Covid-19 served as an exposé on the inequities in our healthcare system. Indeed, during the peak of the pandemic, black Americans died nearly twice the rate of white Americans from the pandemic causing virus [1]. The pandemic was a tragedy for all Americans — there’s no doubt about that, and examining death rates by race may seem in bad taste. But, according to Erika Stallings, prominent attorney and writer, Covid-19 exposed another “double pandemic” — namely, health inequties in the United States. It’s difficult to overlook the fact that, according to the Harvard Public Health Review, black Americans are more likely to face major causes of death, but their access to healthcare is “worse by both measures” [2].
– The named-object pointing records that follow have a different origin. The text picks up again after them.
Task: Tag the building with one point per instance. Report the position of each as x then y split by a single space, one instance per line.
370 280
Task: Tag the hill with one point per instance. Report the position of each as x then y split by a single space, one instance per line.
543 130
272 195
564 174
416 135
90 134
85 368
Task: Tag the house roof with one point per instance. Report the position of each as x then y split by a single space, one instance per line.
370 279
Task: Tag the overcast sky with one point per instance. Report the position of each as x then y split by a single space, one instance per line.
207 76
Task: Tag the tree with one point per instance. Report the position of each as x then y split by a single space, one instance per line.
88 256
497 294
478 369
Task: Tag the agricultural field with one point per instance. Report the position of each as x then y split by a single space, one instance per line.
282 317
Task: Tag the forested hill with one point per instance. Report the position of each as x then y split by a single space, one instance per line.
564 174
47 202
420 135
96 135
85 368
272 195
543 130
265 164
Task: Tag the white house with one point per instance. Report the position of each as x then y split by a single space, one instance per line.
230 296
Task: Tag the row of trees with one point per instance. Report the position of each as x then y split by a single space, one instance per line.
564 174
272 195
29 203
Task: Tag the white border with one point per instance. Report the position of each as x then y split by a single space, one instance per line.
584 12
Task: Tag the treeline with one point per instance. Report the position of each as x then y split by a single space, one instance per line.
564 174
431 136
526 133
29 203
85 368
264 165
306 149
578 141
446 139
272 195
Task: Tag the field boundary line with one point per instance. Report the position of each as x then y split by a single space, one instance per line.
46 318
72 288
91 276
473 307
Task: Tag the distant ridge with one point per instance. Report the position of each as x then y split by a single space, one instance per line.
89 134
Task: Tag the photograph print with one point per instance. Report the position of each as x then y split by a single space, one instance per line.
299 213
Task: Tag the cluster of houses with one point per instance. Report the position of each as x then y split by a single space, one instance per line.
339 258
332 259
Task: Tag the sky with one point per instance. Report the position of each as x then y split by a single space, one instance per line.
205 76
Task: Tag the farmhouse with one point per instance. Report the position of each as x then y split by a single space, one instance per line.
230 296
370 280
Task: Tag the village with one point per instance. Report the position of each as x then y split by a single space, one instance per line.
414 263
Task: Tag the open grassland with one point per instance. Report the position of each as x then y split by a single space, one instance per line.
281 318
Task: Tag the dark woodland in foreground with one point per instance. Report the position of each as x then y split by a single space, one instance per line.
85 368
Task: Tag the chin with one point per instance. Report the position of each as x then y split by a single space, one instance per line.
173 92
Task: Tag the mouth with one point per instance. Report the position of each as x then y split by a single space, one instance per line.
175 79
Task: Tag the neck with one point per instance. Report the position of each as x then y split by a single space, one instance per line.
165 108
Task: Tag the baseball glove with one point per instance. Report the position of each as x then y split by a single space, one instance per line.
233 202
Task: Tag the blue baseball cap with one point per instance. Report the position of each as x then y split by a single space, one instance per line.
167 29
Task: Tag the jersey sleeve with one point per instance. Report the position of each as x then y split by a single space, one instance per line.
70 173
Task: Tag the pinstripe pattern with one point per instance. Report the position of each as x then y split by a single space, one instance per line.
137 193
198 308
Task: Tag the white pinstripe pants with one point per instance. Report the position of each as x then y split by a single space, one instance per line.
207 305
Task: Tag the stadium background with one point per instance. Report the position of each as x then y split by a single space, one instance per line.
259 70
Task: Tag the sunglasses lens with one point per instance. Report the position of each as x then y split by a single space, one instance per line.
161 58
How does this all play out? Well, a 2012 study found that racial disparities in healthcare accounted for nearly 83,750 deaths each year [3]. This is absolutely unacceptable for a healthcare system, and policies should be put into place to mitigate deaths based solely off the color of one’s skin. Overall, Dayna Bowen Matthew, in her book “Just Medicine: A Cure for Racial Inequality in American Health Care”, deftly summarized by author Adam Gafney, argues:
“Health inequality started with the nation’s birth…This history is well known: the commodification of black bodies through slave labor bled the health and longevity of these men and women. And even after the abolition of slavery, an amalgam of racist terrorism, social segregation, economic marginalization, and political exclusion carried these health inequalities forward well into the 20th century — indeed, into the present day” [4].